Wenn ihr endlich versteht ...
... , dass man das Herz eines Pferdes nur mit Herz und Gefühl erobern kann, so die Botschaft des zweiten Teils von Honeys Geschichte.
Nahtlos knüpft die Autorin und Pferdetrainerin Sandra Schneider an den ersten Teil an und lässt uns wieder an dem Schicksal der Fuchsstute Honey teilhaben. Im Gegensatz zu vielen anderen Pferden wehrt sich die Stute gegen die ungerechte und gefühllose Behandlung, wodurch sie für den Menschen zum Problem wird. Ein Pferd, das sich nicht reiten lässt, ist nutzlos.
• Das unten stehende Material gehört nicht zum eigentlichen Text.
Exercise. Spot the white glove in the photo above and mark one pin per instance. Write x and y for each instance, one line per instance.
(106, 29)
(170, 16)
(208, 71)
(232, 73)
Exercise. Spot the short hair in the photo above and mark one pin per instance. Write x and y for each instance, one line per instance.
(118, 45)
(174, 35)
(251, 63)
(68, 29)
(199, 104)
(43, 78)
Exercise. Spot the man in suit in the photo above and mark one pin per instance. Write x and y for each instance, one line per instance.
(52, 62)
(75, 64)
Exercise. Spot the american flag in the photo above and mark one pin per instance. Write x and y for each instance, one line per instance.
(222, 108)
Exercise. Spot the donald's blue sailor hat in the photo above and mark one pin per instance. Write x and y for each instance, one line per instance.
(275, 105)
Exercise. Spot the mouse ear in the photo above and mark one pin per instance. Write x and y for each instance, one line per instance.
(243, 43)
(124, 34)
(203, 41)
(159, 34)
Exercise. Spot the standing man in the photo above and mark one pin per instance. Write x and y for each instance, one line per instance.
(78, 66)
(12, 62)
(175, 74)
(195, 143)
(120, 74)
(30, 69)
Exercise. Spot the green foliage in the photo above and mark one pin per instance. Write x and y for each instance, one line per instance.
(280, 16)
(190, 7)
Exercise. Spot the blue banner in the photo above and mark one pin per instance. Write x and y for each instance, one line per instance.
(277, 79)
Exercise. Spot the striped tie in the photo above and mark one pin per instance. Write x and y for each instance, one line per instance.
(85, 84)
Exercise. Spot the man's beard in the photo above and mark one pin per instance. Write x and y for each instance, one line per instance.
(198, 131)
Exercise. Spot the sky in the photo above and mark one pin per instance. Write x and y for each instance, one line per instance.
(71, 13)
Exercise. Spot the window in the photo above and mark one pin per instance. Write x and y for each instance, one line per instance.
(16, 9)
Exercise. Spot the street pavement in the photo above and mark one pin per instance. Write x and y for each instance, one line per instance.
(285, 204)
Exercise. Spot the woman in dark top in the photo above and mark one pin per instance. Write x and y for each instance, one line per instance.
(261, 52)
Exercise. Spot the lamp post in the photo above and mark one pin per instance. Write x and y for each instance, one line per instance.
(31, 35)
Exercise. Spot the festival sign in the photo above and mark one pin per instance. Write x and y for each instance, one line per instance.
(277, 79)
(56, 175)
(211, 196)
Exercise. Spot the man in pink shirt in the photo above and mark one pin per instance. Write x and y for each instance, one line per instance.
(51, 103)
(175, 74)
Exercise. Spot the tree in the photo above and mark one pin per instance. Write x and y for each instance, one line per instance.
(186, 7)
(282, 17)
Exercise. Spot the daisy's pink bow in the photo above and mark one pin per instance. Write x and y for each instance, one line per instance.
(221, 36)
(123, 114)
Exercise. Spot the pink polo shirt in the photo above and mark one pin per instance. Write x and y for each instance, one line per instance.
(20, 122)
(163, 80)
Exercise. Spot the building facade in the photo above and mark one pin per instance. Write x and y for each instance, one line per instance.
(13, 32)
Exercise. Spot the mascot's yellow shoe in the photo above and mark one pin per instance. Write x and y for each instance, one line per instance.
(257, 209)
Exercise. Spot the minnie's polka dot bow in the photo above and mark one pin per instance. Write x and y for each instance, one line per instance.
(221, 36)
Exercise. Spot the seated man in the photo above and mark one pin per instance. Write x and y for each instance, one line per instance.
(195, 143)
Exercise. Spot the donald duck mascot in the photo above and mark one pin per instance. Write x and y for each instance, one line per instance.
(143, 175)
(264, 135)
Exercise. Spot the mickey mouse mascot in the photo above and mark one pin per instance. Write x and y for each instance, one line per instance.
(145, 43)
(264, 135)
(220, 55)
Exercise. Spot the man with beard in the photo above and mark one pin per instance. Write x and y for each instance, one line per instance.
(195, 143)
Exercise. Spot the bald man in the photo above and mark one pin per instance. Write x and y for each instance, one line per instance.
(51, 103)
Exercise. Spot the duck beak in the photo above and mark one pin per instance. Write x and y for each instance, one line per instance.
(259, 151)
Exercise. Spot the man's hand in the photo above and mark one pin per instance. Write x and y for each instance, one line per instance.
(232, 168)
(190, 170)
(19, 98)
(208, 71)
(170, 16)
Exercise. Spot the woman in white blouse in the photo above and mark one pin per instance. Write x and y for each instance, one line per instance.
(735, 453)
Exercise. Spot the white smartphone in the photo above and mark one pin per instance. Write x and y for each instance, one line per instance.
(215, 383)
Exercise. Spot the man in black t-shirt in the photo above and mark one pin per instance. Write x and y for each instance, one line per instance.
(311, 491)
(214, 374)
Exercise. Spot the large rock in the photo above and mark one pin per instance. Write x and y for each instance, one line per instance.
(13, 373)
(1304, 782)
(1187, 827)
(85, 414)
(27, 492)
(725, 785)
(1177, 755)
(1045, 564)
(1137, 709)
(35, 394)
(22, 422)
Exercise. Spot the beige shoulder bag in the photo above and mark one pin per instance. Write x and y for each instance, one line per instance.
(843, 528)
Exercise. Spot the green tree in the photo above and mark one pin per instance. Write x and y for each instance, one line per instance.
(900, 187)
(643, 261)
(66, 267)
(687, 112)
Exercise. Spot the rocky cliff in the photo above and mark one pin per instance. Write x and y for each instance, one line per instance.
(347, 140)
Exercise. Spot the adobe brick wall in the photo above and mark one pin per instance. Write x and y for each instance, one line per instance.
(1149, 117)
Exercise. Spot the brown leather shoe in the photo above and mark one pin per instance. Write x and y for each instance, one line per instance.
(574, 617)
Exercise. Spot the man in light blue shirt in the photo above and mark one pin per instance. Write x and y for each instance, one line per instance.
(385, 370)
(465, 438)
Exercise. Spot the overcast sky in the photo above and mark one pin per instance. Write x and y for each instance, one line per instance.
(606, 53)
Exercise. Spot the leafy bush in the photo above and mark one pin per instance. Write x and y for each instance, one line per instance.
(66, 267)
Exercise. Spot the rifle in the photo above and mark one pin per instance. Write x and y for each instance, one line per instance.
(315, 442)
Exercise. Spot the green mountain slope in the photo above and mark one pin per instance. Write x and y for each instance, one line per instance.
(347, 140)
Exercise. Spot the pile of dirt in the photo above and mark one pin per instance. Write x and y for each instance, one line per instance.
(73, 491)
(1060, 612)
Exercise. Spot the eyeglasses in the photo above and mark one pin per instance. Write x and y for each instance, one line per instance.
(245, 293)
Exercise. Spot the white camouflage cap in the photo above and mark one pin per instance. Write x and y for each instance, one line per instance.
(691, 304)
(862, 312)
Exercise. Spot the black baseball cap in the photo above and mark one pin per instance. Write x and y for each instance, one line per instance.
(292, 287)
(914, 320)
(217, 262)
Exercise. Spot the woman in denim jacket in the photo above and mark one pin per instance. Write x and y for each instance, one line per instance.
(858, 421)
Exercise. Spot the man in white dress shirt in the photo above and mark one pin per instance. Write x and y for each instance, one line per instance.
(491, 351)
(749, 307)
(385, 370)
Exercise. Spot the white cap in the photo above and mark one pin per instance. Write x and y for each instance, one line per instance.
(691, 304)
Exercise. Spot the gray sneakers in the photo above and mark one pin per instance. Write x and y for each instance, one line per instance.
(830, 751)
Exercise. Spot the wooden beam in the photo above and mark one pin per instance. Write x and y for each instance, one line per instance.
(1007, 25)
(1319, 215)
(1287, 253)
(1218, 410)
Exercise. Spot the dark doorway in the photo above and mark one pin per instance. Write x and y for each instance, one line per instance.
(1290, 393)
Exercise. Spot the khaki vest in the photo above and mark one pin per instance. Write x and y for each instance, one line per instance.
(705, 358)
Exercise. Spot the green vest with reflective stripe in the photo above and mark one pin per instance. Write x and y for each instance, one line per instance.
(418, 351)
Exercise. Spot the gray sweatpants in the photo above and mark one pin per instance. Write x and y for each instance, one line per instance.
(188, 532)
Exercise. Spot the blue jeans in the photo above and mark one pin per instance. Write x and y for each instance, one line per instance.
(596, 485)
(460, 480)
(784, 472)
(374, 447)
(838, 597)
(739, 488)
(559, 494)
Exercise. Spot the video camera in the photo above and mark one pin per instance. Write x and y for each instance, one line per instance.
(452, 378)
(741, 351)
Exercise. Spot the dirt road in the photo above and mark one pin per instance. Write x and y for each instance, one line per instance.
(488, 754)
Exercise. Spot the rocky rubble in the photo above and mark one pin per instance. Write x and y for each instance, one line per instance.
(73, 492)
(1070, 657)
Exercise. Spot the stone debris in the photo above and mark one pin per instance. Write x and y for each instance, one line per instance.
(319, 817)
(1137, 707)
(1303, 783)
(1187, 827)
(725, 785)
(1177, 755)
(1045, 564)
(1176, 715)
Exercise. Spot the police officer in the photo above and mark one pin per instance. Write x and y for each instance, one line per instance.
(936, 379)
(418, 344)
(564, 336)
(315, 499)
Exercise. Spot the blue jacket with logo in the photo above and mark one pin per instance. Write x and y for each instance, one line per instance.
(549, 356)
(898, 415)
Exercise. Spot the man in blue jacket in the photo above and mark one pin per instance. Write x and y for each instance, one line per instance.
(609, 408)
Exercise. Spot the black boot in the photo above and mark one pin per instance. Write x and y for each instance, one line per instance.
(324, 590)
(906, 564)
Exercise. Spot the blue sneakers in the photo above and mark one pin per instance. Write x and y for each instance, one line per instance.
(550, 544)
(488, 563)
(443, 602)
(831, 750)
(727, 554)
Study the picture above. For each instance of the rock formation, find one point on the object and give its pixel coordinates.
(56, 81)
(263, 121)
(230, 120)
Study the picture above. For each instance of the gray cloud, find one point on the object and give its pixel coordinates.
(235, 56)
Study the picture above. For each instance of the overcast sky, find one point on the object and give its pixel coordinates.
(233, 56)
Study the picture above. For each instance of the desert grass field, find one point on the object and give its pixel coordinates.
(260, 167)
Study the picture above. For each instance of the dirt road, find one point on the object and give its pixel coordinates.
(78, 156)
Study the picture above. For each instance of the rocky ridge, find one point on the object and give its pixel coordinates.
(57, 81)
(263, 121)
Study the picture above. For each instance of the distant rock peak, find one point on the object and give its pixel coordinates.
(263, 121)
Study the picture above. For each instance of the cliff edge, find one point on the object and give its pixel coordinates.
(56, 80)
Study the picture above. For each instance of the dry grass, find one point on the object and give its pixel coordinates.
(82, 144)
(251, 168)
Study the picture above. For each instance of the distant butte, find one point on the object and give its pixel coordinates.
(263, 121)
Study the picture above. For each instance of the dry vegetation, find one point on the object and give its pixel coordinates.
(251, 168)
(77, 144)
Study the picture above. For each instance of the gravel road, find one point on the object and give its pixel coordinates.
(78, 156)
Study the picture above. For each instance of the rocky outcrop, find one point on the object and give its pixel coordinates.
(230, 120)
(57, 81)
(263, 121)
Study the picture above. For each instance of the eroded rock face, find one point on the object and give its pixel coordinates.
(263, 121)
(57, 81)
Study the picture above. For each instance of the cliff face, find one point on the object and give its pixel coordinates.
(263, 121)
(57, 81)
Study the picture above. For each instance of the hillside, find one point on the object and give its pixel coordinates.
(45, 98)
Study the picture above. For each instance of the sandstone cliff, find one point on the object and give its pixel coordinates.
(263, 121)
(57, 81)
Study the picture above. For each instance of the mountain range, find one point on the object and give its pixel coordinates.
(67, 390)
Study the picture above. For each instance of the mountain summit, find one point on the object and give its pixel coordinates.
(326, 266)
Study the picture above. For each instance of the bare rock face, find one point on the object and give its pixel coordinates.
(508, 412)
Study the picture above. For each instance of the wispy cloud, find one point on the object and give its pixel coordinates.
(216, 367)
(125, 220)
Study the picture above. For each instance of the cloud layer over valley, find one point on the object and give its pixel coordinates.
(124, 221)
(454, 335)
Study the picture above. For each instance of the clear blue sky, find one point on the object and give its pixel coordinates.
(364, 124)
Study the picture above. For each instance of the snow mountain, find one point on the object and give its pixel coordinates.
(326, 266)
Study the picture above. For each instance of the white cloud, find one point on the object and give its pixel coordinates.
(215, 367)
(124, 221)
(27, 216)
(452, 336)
Diese Aussage allein zeigt, wie herzlos der Mensch sein kann.
Doch es geht auch anders. Endlich kommt Honey in gute Hände. Bei dem Pferdeosteopath und Trainer Alexander baut die Fuchsstute wieder Vertrauen zum Menschen auf. Auch Honeys Besitzerin stellt sich ihren falschen Ansichten. Es ist nicht einfach, die Wahrheit zu sehen, anzunehmen und schließlich sein Verhalten zu verändern. Viele Tränen fließen, aber am Ende siegt das Herz und aus Traurigkeit wird Freude und aus Knechtschaft eine erfüllende Partnerschaft. Endlich können Honey und Louise zusammen frei sein.
Das wunderschöne Ende hat mich zu Tränen gerührt. Ich wünsche mir, dass Honeys Geschichte viele Pferdemenschen inspiriert und ihnen Hoffnung schenkt. Es ist sowohl für Menschen als auch für Pferde nicht leicht, nach einer Verletzung durch den anderen das Vertrauen zurückzugewinnen. Mit einem offenen Herzen gelingt es. Danke für diese berührende Geschichte.